Trump responded to Warren’s demand with what The Globe called a false denial by telling her, “I didn’t say that. You better read it again.”
However, even The Globe article begrudgingly acknowledged that the inconclusiveness of the test was likely to raise questions for those who say it helps legitimize Warren’s claim.
“The inherent imprecision of the six-page DNA analysis could provide fodder for Warren’s critics,” it asserted, while underscoring that the DNA test offers conclusive evidence of just how seriously the 2020 presidential contender is taking Trump’s attacks against her adopted ‘heritage.’
As Breitbart notes, Warren remains ineligible for membership in the Cherokee Nation and most Native American tribes, which require at minimum a fourth-generation relative (great grandparent). Warren’s claim would at best be a sixth-generation relative (1/64) but may be closer to a 10th-generation relative (1/1024).
Warren not only brought her Native American descent into political campaigns but also may have used it to advance her early career at the law schools of Harvard University and the University of Pennsylvania. She even listed herself as a minority with the Association of American Law Schools directory, though she claims it was “to connect” and not to receive any minority benefits.
Warren is not the only person who has sought to capitalize on a tenuous connection to an ethnic identity. A Washington state man, Ralph Taylor, filed suit in September for his insurance business to be considered “minority owned” and receive the competitive advantages of a government-designated “disadvantaged business enterprise” after a home DNA test revealed he is 6 percent Native American and 4 percent black.

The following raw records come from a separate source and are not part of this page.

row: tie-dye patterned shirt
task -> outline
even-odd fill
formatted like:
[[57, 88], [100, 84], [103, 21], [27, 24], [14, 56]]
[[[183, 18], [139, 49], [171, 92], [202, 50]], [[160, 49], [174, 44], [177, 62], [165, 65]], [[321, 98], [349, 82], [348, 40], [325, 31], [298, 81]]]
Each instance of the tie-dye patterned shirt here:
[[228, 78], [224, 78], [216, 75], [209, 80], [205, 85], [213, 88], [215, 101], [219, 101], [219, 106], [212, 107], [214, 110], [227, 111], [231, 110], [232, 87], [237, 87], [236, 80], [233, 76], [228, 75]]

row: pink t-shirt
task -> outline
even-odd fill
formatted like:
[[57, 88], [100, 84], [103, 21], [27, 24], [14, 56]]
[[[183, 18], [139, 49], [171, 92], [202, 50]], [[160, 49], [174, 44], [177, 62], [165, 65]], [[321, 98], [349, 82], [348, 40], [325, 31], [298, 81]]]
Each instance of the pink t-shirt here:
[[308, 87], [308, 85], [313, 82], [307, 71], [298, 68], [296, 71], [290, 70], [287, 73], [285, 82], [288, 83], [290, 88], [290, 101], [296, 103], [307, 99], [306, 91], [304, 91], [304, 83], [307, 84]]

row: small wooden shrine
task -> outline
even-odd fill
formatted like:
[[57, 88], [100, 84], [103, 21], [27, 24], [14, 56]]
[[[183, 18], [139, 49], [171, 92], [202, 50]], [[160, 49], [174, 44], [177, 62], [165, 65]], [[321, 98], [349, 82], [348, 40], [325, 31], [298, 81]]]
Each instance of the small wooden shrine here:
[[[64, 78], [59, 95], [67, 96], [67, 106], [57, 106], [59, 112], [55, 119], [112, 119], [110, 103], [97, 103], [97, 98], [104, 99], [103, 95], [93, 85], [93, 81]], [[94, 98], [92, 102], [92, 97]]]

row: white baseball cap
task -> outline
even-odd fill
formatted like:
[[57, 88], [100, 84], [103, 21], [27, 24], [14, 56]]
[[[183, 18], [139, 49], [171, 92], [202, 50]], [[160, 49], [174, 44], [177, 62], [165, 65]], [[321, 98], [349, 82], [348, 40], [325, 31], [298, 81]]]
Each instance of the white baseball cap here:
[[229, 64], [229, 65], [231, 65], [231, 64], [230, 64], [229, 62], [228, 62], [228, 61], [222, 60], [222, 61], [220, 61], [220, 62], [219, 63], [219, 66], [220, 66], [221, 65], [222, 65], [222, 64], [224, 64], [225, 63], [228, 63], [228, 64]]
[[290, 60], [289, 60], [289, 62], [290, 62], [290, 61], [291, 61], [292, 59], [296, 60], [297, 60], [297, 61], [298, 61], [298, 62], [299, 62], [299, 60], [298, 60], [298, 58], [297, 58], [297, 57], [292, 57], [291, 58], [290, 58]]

If Taylor’s case–or others like it–were to reach the Supreme Court, it ironically would signify a full circle from the courts’ previous attempts to quantify racial identity. Previous cases in 1922 and 1923 dealt with Asian and Indian plaintiffs who had filed suit to be designated as Caucasian in order to be eligible for naturalization.
More famous is the 1896 Plessy v. Ferguson decision, now largely considered archaic and racist, which established the “separate but equal” standard for public accommodations, including schools, that permitted segregation. Among the points debated in that decision was whether a person with seven-eighths Caucasian heritage could be considered “white.”
“It is true that the question of the proportion of colored blood necessary to constitute a colored person, as distinguished from a white person, is one upon which there is a difference of opinion… But these are question to be determined under the laws of each State and are not properly put in issue in this case.”
Many of the Southern states under Jim Crow laws embraced the longstanding “one-drop rule” to form their legal basis for ethnic identity.
Unfortunately for Warren, one-drop standard may no longer cut it—the Plessy decision and many of its racial precedents were overturned by the courts during the Civil Rights movement of the 1960s.